Why? Not to mock. I figured a lot of guys are late learners like me. It triggered a bunch folks. It is too be expected. Christians are uncomfortable talking about anything other than the ethereal.
My main goal was to say that this looks stupid. It makes you look like that lovable man-child from Parks and Rec. That isn’t a good look if you are trying to communicate maturity and mastery.
Body language matters. Scripture says so in place like Proverbs 6:13 and 16:30. Consider the commentary of John Gill on 6:13. He writes:
He winketh with his eyes,…. Not through natural infirmity, but purposely and with design; with one of his eyes, as Aben Ezra, as is usual with such persons: it is the air and gesture of a sneering and deceitful man, who gives the wink to some of his friends, sneering at the weakness of another in company; or as signifying to them some secret design of his against another, which he chooses not to declare in any other way;
he speaketh with his feet; the motions of the feet have a language; the stamping of the feet expresses rage; here it seems to intend the giving of a him to another, by privately pressing his foot with his, when he should be silent or should speak, or do this or the other thing he would have him do;
he teacheth with his fingers; by stretching them out or compressing them; and so showing either scorn and contempt (x), or rage and fury.
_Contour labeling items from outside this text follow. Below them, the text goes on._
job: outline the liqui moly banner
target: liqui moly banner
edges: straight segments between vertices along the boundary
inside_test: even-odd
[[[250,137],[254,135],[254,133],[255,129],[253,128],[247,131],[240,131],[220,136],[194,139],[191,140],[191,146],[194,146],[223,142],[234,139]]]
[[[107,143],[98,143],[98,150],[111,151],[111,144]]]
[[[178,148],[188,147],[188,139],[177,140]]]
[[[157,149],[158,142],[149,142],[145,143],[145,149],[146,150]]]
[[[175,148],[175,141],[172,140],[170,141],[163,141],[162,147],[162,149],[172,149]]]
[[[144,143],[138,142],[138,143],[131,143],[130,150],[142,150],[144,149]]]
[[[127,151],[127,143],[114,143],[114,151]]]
The whole of it seems to design the secret, cunning, artful ways, which wicked men have to convey their meanings to one another, without being understood by other persons; they have a language to themselves, which they express by the motions of their eyes, feet, and fingers: and this character of art and cunning, dissimulation and deceit, fitly agrees with the man of sin, 2Th 2:10. So mimics are said to speak with their hands; some have been famous in this way.
We communicate a lot by our posture, tone, and dress. This should be taught in the home very early on. Sadly, we live in a fatherless age. These lessons are being left untaught. We are unschooled in the basics. That is why we need to be thankful for the few friends that are willing to speak up and lend a hand. I’ve benefited from them greatly.
Eddie told me not to flip my hair. Quinn encouraged me to get a less girly hair cut. Mr. Bowell told me to stop looking at the ground when people talked to me. Gary told me my handshake felt like a dead-fish. Doug pointed out that flips flops and a t-shirt isn’t a good look for a pastors college student. Stephen said I was aloof. Andrew said to talk less. These men weren’t trying to humiliate me. They were trying to improve me. They were brothers and fathers. I pray God gives you at least a few that would be willing to say, “You look effeminate. Stop it.”